Housing and economic activity has returned to or exceeded normal levels in 68 of about 360 metropolitan areas in the country as of the end of Q1 2015, according to the National Association of Home Builders/First American Leading Markets Index released Wednesday. The 68 markets represent a year-over-year increase of seven markets. The score for the nationwide index increased to zero point 91, meaning that housing and economic activity is running at 91 percent on the average nationwide based on the most current data for the three leading indicators: single-family housing permits, home prices, and employment.
The markets with the strongest recovery are those with the strongest employment growth and vice versa, according to the LMI. Among major metros, the area with the highest rating on the LMI was Baton Rouge, Louisiana, at 1.43, meaning that area has exceeded its last normal level by 43 percent.
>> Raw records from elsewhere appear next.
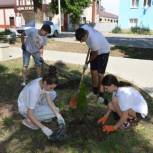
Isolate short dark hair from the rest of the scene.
[41,24,51,33]
[75,28,87,41]
[42,74,58,85]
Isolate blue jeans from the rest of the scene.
[23,50,43,67]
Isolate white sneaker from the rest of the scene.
[86,92,97,99]
[22,119,38,130]
[97,97,104,104]
[21,81,26,87]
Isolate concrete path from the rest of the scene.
[51,33,153,48]
[44,51,153,97]
[0,47,153,98]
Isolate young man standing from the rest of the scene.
[21,24,51,86]
[75,25,110,102]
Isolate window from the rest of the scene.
[143,0,151,7]
[131,0,139,8]
[129,18,138,27]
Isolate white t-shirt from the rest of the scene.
[81,25,110,55]
[25,28,47,53]
[18,78,56,113]
[114,87,148,118]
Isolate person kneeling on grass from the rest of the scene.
[18,69,65,138]
[98,74,148,133]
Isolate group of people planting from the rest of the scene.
[18,24,148,140]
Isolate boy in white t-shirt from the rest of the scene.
[75,25,110,104]
[18,71,65,138]
[98,74,148,133]
[21,24,51,86]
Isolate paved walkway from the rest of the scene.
[44,51,153,97]
[0,47,153,98]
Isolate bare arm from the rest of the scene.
[114,111,128,130]
[112,96,122,117]
[27,108,44,129]
[46,93,60,117]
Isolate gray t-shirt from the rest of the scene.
[25,28,47,53]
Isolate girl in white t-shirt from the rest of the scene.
[18,65,65,138]
[98,74,148,133]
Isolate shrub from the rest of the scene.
[112,27,122,33]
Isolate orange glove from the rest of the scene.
[102,125,116,133]
[97,116,108,124]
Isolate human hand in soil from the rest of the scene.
[41,126,53,138]
[97,116,108,124]
[57,114,65,125]
[102,125,116,133]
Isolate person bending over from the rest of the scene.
[98,74,148,133]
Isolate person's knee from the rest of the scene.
[107,102,116,112]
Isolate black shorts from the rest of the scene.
[90,53,109,74]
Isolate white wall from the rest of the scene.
[94,23,117,32]
[5,9,15,25]
[81,6,92,22]
[0,9,4,25]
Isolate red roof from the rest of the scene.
[99,11,118,19]
[0,0,16,8]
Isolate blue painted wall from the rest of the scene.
[118,0,153,30]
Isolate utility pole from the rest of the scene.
[58,0,61,33]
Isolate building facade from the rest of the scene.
[118,0,153,30]
[0,0,34,29]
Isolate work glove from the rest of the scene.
[102,125,116,133]
[41,126,53,138]
[57,114,65,126]
[83,63,88,71]
[97,116,108,124]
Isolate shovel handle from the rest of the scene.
[79,48,91,89]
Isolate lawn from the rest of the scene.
[0,59,153,153]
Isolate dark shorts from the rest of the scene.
[23,50,42,67]
[90,53,109,74]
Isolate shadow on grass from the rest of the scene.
[111,46,153,60]
[0,62,153,153]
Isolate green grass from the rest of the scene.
[0,59,153,153]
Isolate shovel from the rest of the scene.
[69,49,90,109]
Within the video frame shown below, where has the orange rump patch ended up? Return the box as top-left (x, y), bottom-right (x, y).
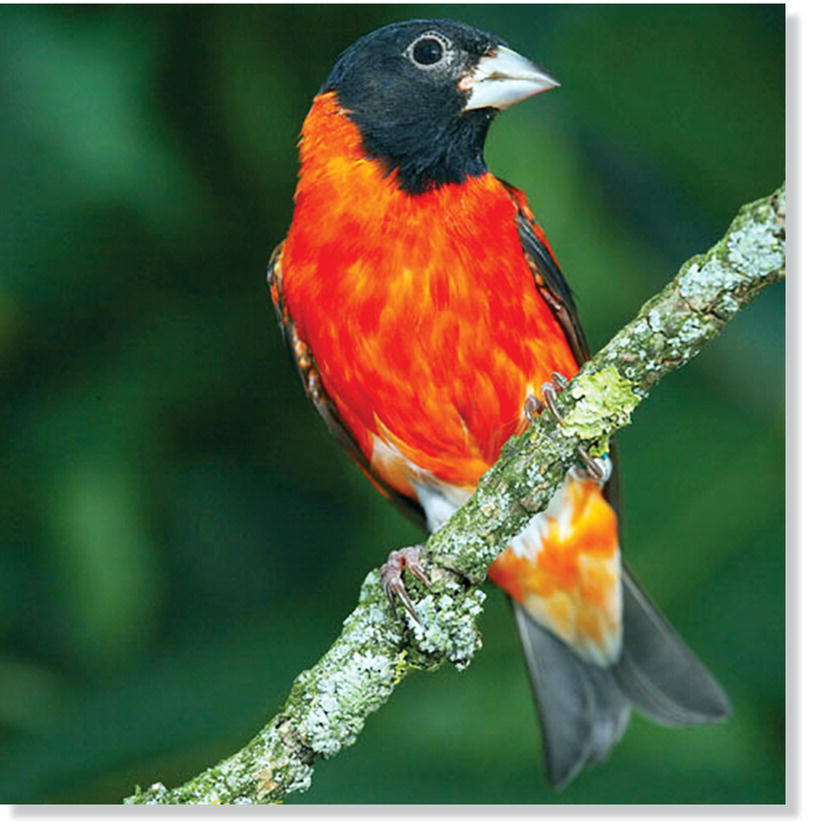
top-left (489, 473), bottom-right (621, 665)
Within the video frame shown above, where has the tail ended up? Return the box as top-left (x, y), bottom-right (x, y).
top-left (512, 568), bottom-right (731, 789)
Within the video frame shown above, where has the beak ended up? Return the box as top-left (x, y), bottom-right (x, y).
top-left (459, 46), bottom-right (559, 112)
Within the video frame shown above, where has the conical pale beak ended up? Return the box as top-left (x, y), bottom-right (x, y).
top-left (459, 46), bottom-right (559, 111)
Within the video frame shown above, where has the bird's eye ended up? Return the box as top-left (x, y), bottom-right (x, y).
top-left (406, 32), bottom-right (450, 69)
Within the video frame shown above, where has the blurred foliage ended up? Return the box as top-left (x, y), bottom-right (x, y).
top-left (0, 0), bottom-right (784, 803)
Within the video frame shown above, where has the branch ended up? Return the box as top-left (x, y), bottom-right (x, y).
top-left (125, 185), bottom-right (785, 804)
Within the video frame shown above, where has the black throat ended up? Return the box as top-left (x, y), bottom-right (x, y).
top-left (349, 109), bottom-right (497, 195)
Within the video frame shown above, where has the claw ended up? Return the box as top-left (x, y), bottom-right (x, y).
top-left (576, 446), bottom-right (612, 486)
top-left (522, 394), bottom-right (545, 421)
top-left (551, 371), bottom-right (568, 391)
top-left (542, 383), bottom-right (564, 426)
top-left (381, 547), bottom-right (431, 624)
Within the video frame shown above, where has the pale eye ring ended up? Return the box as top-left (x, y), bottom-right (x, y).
top-left (404, 32), bottom-right (452, 69)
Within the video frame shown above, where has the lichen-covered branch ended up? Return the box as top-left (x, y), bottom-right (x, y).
top-left (126, 187), bottom-right (785, 804)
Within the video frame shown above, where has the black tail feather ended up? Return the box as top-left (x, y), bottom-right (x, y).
top-left (512, 569), bottom-right (731, 789)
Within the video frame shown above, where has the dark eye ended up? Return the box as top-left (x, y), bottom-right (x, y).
top-left (412, 37), bottom-right (446, 66)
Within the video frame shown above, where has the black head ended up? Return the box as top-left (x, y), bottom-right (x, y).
top-left (320, 20), bottom-right (557, 193)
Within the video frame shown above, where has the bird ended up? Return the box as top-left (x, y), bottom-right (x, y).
top-left (268, 19), bottom-right (731, 790)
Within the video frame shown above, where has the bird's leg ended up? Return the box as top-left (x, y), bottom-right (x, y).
top-left (381, 546), bottom-right (430, 622)
top-left (524, 371), bottom-right (612, 486)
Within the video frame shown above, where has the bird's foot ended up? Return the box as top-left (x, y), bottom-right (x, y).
top-left (524, 371), bottom-right (613, 486)
top-left (381, 546), bottom-right (430, 622)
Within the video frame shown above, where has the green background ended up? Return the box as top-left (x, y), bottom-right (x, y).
top-left (0, 0), bottom-right (784, 803)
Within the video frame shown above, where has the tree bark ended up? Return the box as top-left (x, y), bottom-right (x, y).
top-left (125, 185), bottom-right (785, 804)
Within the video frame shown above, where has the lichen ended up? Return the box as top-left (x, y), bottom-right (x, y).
top-left (562, 365), bottom-right (641, 441)
top-left (407, 590), bottom-right (486, 671)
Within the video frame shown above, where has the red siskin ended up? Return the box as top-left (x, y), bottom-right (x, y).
top-left (269, 20), bottom-right (729, 787)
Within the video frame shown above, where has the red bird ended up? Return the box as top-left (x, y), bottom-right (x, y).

About 68 percent of the nation's approximately 360 markets improved year-over-year in Q1. The number of markets for the Q1 LMI with a value exceeding 90 percent was 157 out of 360.
The residential mortgage delinquency rate dropped to 5.54 percent for Q1 2015, its lowest level since Q2 2007 just prior to the recession, according to the quarterly National Delinquency Survey released by the Mortgage Bankers Association on Wednesday. The Q1 decline in delinquency rate represented a drop of 14 basis points quarter-over-quarter and 57 basis points year-over-year. Foreclosure inventory was at 2.22 percent for Q1, its lowest level since Q4 2007.